Some Sadr supporters have begun turning against the movement.

"People have the right to call it a corrupt government since it hasn't achieved the simplest Iraqi ambition," said Fattah Sheik, a Sadrist member of parliament who says he's breaking with the bloc to pursue an independent party. The Al Mahdi army, the fast-growing and powerful militia Sadr launched as a social and political movement to protect impoverished Shiites, is now perceived in many areas as just another armed group terrorizing ordinary Iraqis.

"Once, if there was a problem in a neighborhood, people would call upon the Mahdi army," lawmaker Fayyad said. "Now no one trusts them."

As those troubles mounted over the last year, Sadr grew frustrated with mainstream politics, Yasseri said. Last fall, the cleric once again raised the anti-occupation banner that had served him well in 2004. In November, he demanded that Maliki refuse to attend a meeting with President Bush in Jordan until the U.S. set a timetable for withdrawal.


Sadr may be afraid that elements nominally under his control will get him in a shooting match with US and Iraqi government forces. And he may worry that his support is too thin to allow him to survive such a clash.

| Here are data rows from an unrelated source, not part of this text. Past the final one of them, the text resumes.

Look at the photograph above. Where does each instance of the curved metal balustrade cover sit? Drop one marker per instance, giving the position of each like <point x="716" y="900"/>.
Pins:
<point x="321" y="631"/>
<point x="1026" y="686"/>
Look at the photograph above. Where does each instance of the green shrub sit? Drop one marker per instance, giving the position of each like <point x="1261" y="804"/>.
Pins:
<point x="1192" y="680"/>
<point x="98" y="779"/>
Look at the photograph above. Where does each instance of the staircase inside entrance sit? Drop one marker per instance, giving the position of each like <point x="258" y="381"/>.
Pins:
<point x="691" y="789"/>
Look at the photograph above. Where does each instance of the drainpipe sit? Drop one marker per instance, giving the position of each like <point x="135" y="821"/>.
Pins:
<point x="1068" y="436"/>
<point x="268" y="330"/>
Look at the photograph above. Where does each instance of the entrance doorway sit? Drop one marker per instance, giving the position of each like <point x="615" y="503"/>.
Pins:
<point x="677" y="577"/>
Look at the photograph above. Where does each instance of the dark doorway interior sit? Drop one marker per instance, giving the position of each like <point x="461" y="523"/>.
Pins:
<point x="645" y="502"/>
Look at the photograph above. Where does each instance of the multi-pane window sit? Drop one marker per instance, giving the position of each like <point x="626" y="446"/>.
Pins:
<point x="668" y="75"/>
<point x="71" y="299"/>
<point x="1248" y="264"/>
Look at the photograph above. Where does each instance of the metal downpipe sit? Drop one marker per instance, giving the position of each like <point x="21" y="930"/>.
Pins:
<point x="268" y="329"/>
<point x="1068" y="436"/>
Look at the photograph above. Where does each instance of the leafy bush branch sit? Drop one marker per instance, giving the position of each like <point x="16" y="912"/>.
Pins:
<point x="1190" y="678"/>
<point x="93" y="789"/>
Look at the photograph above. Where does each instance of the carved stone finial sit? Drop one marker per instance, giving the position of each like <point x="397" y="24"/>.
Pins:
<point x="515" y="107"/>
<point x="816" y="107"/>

While many war supporters have wanted a direct confrontation with Sadr's militia like in August 2004 (only going for his throat this time), I've not favored that. If he rose up against us, of course we should take the opportunity to crush him. But otherwise I figured we should surge an effort against Sadr and take down the leadership of the radical killing elements while gaining the defection of more moderate elements to become local defense militias supervised by the Iraqi government. But my worries about Sadr's popularity may be misplaced. It might be safe to confront him. But if he is weak, is it smart to do so without provocation?

If Sadr is as weak as this article suggests, we can move forward in the manner I suggested without the high risk of provoking a broad Shia reaction against us in sympathy with Sadr. If Sadr is just trying to lie low to ride out our surge, doing this will take down his forces without a high profile confrontation with Shias.

Ultimately, Sadr must face justice for his crimes. But right now, we must neutralize him and his organization as a death squad. And I never meant "neutralize" as a euphemism--I've said "kill him" when I meant we should kill him. Sadr's weakness may mean we can take out the leaders beneath him and neutralize the Shia death squads, and prevent them from rising up on Tehran's orders as a faux popular rebellion.

This will be a major victory in pursuit of victory in Iraq.